Looks like a solid background core to me! Easy to embellish as needed as we go with that much to start with.


----------



## airwalkrr (Oct 13, 2013)

Yea that looks like a great place to start rangerjohn. I'll try to review the crunch tomorrow.  [MENTION=30016]SelcSilverhand[/MENTION], it doesn't look like J. Alexander is coming back, so you can have his spot.


----------



## rangerjohn (Oct 13, 2013)

Shayuri said:


> Looks like a solid background core to me! Easy to embellish as needed as we go with that much to start with.
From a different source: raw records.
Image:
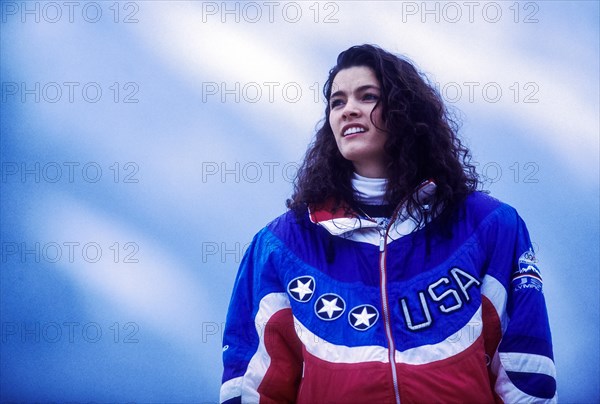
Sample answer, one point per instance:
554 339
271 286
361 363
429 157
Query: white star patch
329 307
301 289
363 317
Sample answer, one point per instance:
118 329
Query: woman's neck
369 191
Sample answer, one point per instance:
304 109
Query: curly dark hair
422 142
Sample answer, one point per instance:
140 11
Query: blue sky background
144 143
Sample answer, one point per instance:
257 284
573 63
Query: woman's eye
335 103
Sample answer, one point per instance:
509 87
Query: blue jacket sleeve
524 362
261 351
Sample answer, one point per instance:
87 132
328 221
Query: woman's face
354 93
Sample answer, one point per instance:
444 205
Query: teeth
352 130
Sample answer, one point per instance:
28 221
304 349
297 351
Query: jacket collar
344 219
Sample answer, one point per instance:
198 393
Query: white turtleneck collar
369 191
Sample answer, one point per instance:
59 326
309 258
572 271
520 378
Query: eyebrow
358 90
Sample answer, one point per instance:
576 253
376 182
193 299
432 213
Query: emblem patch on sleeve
302 288
528 275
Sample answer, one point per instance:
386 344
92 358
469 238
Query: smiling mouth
353 130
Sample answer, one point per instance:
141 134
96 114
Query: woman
390 278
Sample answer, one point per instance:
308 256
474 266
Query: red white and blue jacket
333 308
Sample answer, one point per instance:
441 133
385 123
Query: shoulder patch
528 275
302 288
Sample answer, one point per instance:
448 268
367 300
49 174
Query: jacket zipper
386 313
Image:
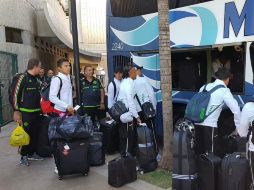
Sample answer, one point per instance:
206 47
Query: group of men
129 90
26 99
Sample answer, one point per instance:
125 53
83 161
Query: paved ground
40 175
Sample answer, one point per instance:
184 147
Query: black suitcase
184 159
121 171
146 154
110 136
235 173
72 157
96 150
208 167
44 149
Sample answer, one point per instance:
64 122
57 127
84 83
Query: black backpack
147 108
11 90
117 110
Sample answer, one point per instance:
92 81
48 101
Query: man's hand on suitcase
17 116
70 110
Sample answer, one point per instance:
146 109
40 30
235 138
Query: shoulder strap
136 96
61 84
114 84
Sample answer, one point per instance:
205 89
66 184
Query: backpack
47 107
147 108
13 85
197 107
117 110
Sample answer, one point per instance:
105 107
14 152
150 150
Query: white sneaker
56 170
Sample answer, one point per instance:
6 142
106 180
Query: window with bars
13 35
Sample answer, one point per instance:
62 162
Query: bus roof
207 24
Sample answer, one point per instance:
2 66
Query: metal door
8 67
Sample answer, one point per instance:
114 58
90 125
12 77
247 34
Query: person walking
26 105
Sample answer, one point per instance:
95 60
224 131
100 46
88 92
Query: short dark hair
126 70
32 63
118 70
61 61
223 73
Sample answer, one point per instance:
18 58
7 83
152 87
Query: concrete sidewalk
40 175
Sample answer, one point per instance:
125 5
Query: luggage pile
208 171
76 145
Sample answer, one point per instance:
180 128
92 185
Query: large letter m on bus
236 20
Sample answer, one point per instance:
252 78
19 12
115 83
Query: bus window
189 70
231 57
119 61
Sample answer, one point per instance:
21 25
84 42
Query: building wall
22 14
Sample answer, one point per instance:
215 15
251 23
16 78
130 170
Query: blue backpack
197 107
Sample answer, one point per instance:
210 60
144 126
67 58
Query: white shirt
247 116
111 89
218 98
65 93
126 95
144 92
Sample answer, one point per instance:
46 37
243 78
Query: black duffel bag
68 128
147 109
117 110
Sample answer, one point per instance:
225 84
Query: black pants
128 133
204 136
32 125
94 113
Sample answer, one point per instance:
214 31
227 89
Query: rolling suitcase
146 154
72 157
122 170
110 141
208 167
235 173
44 149
184 159
96 150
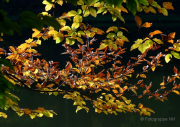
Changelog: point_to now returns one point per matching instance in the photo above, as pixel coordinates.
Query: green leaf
(132, 6)
(144, 2)
(168, 57)
(175, 54)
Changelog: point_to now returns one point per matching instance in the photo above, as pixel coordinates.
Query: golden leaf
(138, 20)
(147, 25)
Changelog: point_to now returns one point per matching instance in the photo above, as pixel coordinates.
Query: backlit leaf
(138, 20)
(93, 12)
(164, 11)
(147, 25)
(168, 5)
(168, 57)
(71, 13)
(143, 76)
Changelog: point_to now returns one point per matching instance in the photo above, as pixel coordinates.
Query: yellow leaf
(77, 18)
(158, 41)
(2, 114)
(143, 76)
(102, 46)
(153, 69)
(36, 32)
(155, 32)
(32, 116)
(168, 58)
(147, 25)
(86, 13)
(26, 73)
(164, 11)
(48, 113)
(162, 84)
(115, 91)
(78, 108)
(38, 42)
(140, 105)
(24, 46)
(80, 2)
(98, 4)
(60, 2)
(29, 40)
(62, 22)
(168, 5)
(175, 91)
(88, 70)
(80, 40)
(66, 28)
(31, 50)
(93, 12)
(138, 20)
(128, 101)
(71, 13)
(75, 25)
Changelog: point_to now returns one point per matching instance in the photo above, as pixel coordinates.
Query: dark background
(67, 117)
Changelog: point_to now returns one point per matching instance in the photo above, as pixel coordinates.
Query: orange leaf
(147, 25)
(138, 20)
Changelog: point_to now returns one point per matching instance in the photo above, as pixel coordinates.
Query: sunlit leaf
(147, 25)
(168, 57)
(138, 20)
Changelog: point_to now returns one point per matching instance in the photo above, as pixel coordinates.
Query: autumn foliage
(107, 90)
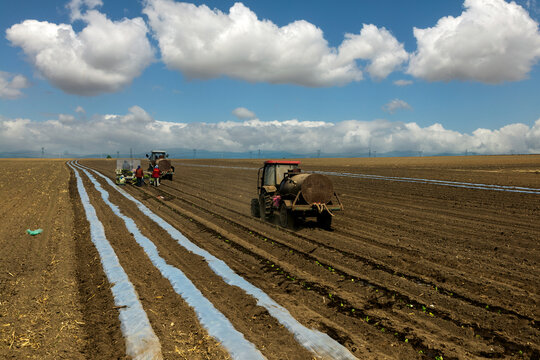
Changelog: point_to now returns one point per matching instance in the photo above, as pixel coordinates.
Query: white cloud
(204, 43)
(395, 105)
(243, 113)
(402, 82)
(75, 6)
(104, 57)
(110, 133)
(11, 85)
(492, 41)
(377, 45)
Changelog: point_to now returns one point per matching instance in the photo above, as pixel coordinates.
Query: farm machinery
(160, 158)
(285, 190)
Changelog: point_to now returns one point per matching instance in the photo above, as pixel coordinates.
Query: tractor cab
(273, 172)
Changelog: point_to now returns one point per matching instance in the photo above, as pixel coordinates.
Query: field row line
(318, 343)
(465, 185)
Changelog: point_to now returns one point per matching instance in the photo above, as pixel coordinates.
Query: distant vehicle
(160, 158)
(283, 188)
(125, 171)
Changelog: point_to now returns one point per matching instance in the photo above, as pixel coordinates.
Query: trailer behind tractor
(285, 190)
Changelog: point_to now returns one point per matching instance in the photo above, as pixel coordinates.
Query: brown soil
(409, 270)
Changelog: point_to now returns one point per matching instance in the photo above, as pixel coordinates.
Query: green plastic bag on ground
(34, 232)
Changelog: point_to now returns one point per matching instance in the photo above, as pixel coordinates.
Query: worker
(155, 175)
(139, 175)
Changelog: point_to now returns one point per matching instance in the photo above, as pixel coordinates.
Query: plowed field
(411, 269)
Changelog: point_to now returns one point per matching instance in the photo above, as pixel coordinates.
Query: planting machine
(285, 190)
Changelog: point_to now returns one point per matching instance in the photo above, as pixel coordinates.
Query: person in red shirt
(139, 175)
(155, 175)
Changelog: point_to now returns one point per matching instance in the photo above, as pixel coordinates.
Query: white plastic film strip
(322, 345)
(217, 325)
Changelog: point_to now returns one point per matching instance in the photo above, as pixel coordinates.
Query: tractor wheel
(286, 218)
(255, 210)
(324, 220)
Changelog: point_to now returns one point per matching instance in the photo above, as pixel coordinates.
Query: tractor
(285, 190)
(160, 158)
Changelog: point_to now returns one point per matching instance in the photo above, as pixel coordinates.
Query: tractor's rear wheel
(255, 210)
(286, 218)
(324, 220)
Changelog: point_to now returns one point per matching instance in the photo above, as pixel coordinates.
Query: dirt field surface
(412, 269)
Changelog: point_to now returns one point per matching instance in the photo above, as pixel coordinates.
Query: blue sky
(491, 79)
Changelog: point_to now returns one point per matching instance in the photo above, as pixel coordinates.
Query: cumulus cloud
(204, 43)
(403, 82)
(11, 85)
(395, 105)
(109, 133)
(492, 41)
(243, 113)
(104, 57)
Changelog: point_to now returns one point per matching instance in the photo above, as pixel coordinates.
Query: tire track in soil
(275, 284)
(216, 211)
(174, 322)
(253, 321)
(425, 268)
(324, 291)
(373, 265)
(508, 346)
(101, 323)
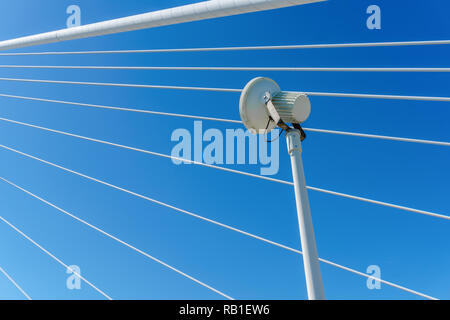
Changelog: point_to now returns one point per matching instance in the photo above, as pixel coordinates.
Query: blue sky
(411, 249)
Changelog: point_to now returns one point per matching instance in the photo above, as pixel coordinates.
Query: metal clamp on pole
(263, 107)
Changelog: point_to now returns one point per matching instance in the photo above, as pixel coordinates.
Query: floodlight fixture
(263, 107)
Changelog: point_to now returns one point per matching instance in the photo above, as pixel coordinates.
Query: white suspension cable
(363, 135)
(247, 48)
(236, 230)
(375, 136)
(323, 94)
(314, 69)
(227, 169)
(15, 283)
(187, 13)
(118, 240)
(54, 257)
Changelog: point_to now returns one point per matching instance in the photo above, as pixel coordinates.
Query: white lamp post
(263, 106)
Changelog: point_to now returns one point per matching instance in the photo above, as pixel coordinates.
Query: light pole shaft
(310, 257)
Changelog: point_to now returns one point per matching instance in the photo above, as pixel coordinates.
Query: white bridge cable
(192, 12)
(118, 240)
(208, 220)
(436, 215)
(15, 283)
(323, 94)
(179, 115)
(54, 257)
(306, 69)
(247, 48)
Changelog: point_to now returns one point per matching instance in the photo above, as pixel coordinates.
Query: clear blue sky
(411, 249)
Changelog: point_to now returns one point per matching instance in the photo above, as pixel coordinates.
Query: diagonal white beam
(192, 12)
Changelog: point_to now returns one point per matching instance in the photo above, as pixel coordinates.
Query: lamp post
(263, 106)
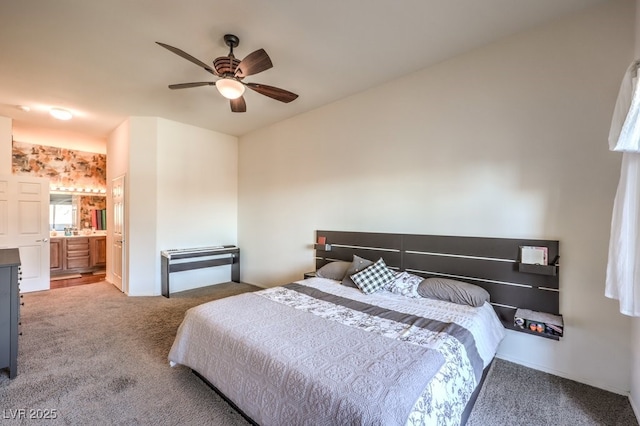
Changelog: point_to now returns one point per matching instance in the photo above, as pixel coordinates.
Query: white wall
(117, 165)
(635, 330)
(6, 146)
(197, 190)
(505, 141)
(181, 191)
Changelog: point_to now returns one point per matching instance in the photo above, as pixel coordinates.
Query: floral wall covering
(65, 167)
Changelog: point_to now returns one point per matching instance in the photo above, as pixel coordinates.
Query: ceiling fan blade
(188, 85)
(238, 105)
(272, 92)
(188, 57)
(254, 63)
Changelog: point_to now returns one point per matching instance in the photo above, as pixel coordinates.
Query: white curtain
(623, 267)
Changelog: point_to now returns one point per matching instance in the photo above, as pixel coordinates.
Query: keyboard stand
(225, 255)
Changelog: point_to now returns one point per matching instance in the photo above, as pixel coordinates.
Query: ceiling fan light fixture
(230, 88)
(60, 114)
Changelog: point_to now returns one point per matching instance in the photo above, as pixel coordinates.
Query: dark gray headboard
(491, 263)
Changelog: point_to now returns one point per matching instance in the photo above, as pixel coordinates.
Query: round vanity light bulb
(230, 88)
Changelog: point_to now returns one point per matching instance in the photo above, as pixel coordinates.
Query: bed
(318, 351)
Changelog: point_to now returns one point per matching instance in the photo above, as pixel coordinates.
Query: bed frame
(491, 263)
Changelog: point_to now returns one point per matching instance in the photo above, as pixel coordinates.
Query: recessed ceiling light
(60, 114)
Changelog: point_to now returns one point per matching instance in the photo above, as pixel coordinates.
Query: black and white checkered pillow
(373, 278)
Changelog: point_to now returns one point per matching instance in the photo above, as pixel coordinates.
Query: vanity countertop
(80, 235)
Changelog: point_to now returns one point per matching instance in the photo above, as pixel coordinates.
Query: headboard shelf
(491, 263)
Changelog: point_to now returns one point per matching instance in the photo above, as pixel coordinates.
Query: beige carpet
(96, 356)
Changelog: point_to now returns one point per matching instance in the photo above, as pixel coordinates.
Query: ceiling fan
(231, 72)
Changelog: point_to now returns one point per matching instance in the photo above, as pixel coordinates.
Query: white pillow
(405, 284)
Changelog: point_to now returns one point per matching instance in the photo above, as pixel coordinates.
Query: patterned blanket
(297, 355)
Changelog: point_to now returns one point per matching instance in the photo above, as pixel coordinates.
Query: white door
(24, 223)
(118, 263)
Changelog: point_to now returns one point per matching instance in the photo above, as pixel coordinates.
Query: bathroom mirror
(71, 210)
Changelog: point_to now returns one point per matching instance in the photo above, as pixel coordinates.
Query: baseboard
(567, 376)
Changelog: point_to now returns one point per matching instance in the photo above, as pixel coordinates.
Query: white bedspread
(445, 396)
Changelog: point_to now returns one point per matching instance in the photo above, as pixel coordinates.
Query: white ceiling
(98, 58)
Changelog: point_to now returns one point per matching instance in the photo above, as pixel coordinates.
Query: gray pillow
(453, 291)
(357, 265)
(333, 270)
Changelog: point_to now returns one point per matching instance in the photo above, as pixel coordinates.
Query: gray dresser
(9, 309)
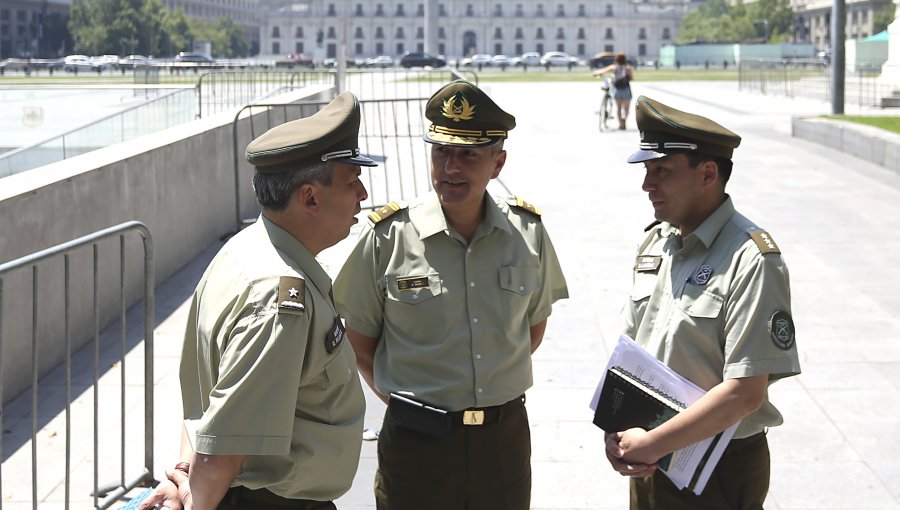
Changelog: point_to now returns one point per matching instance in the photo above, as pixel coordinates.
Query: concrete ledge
(865, 142)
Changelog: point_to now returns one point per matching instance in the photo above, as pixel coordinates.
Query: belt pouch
(411, 414)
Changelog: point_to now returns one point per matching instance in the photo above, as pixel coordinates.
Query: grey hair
(273, 191)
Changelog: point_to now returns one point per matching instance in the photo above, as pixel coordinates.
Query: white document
(691, 466)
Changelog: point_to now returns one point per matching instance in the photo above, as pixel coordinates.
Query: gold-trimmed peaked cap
(329, 134)
(665, 130)
(461, 114)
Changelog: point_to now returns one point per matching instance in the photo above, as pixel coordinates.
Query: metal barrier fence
(114, 490)
(812, 78)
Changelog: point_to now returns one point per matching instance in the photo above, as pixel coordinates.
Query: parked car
(75, 63)
(295, 59)
(605, 58)
(476, 60)
(558, 58)
(530, 58)
(196, 58)
(380, 61)
(132, 61)
(415, 59)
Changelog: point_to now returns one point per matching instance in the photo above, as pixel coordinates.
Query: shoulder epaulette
(521, 204)
(384, 212)
(648, 227)
(764, 241)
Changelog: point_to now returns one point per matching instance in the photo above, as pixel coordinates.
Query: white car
(558, 58)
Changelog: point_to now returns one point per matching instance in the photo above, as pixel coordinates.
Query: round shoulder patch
(781, 327)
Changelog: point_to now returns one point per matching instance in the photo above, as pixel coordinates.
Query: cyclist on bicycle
(621, 80)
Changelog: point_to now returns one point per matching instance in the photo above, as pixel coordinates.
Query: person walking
(446, 299)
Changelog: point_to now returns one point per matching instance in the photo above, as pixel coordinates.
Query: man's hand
(615, 455)
(170, 493)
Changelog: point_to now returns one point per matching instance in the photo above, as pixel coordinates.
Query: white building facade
(464, 27)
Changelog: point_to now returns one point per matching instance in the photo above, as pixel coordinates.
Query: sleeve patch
(384, 212)
(765, 242)
(521, 204)
(291, 295)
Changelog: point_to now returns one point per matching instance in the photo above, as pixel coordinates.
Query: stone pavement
(838, 448)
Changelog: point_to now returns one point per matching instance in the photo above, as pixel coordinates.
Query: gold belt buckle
(473, 417)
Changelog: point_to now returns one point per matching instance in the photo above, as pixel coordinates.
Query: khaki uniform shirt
(452, 318)
(703, 306)
(257, 377)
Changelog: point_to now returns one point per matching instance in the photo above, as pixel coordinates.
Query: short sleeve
(358, 288)
(759, 291)
(252, 403)
(553, 282)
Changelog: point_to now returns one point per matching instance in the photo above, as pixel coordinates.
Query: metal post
(838, 64)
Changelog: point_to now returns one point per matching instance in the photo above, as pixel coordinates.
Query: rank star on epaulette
(521, 204)
(384, 212)
(291, 295)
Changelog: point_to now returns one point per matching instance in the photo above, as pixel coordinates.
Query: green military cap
(461, 114)
(329, 134)
(665, 130)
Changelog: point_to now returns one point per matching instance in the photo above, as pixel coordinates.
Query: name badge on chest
(647, 263)
(335, 335)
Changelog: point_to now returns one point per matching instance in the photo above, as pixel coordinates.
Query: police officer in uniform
(273, 407)
(446, 298)
(710, 299)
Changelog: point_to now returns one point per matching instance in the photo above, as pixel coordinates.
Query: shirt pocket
(701, 302)
(413, 289)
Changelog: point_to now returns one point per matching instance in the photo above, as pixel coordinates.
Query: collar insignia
(457, 108)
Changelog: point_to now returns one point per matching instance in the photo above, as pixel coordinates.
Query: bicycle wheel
(605, 112)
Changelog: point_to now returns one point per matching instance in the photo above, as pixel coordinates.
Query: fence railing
(812, 78)
(110, 492)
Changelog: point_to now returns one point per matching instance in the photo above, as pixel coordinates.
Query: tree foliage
(718, 22)
(146, 27)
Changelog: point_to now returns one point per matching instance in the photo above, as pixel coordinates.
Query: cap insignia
(291, 295)
(457, 108)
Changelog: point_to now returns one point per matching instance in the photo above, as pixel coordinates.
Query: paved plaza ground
(835, 218)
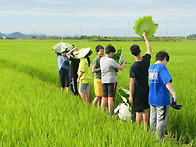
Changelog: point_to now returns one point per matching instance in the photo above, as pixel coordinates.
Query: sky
(96, 17)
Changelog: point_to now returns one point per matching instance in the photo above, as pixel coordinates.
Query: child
(159, 95)
(84, 76)
(97, 73)
(73, 68)
(63, 68)
(139, 82)
(108, 75)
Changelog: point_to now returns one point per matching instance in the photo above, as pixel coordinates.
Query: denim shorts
(64, 79)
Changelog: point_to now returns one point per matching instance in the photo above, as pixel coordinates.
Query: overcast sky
(96, 17)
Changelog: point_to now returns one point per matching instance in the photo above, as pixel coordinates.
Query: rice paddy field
(34, 112)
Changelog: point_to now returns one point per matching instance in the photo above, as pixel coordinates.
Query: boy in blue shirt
(159, 95)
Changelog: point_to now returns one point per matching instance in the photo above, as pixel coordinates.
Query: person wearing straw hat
(84, 73)
(109, 80)
(73, 69)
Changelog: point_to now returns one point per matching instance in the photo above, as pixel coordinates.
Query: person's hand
(175, 98)
(144, 34)
(130, 99)
(78, 80)
(75, 49)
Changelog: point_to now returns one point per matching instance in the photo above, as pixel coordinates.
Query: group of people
(155, 96)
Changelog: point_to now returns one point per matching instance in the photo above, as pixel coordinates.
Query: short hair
(98, 48)
(110, 49)
(161, 55)
(135, 50)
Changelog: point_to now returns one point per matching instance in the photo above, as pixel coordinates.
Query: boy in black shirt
(139, 82)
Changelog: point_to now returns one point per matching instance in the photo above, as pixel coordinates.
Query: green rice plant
(34, 112)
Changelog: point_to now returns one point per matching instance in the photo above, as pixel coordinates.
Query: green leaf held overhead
(145, 24)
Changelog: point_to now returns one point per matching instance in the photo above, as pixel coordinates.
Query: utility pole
(101, 31)
(186, 31)
(166, 28)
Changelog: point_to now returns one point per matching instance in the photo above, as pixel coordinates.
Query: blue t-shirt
(63, 63)
(159, 76)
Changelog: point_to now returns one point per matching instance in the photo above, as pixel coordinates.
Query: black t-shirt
(73, 68)
(139, 71)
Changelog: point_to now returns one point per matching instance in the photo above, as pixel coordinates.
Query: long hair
(87, 57)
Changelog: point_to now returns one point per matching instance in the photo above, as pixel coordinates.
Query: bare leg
(67, 88)
(87, 97)
(97, 100)
(145, 118)
(139, 118)
(83, 96)
(103, 104)
(111, 105)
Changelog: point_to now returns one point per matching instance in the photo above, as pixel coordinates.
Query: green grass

What's amazing is how much the fluff of Serenrae, matched some random rolls.  The most outrageous parts the new family and the visions were rolled.  As well as being influenced by a boss.


----------



## rangerjohn (Oct 13, 2013)

duplicate post


----------



## SelcSilverhand (Oct 13, 2013)

Alright, I sent a PM over at Obsidian Portal for an invite


----------



## airwalkrr (Oct 13, 2013)

SelcSilverhand sending you an invite now.


----------



## SelcSilverhand (Oct 13, 2013)

I've got some initial character info posted. Let me know what you think. I switched to Barbarian instead of fighter because I found an old backstory I wrote that I really liked and it made more sense with that class.
I'm interested in taking a rage power from APG at 2nd level so I'm not going to do the core only option.


----------



## Scotley (Oct 14, 2013)

Made the corrections to my character, but I still haven't figured out the bio bug. Will fool with it more tomorrow. I read in one of the players guides that Cheliaxians speak Cheliax free. At least I think I did. Will look for a reference tomorrow.


----------



## Scotley (Oct 14, 2013)

So what's the final word on our history. Did we come to Sandpoint together and are we already a company of adventurers?


----------



## airwalkrr (Oct 14, 2013)

I believe it would work best if your group is already together. This could be quite a recent event though. Most, if not all, of you have taken traits which tie your character to Sandpoint. You may have just met in Sandpoint upon returning home or arriving for a visit and decided to form an adventuring company with the purpose of gaining fame, wealth, and whatever else your characters desire. We need not get too detailed with it, although you may feel free to collaborate with other players on background if you wish. However it would suffice to simply assume your characters have recently banded together in or around Sandpoint and agreed to the standard adventuring company contract (an equal share of the spoils for all, in the event of your death your belongings will be returned to your next of kin, etc.).


----------



## airwalkrr (Oct 14, 2013)

rangerjohn said:


> Crunch posted.  Need help with flavor, All I have so far, Varasian devotee of Serenrae.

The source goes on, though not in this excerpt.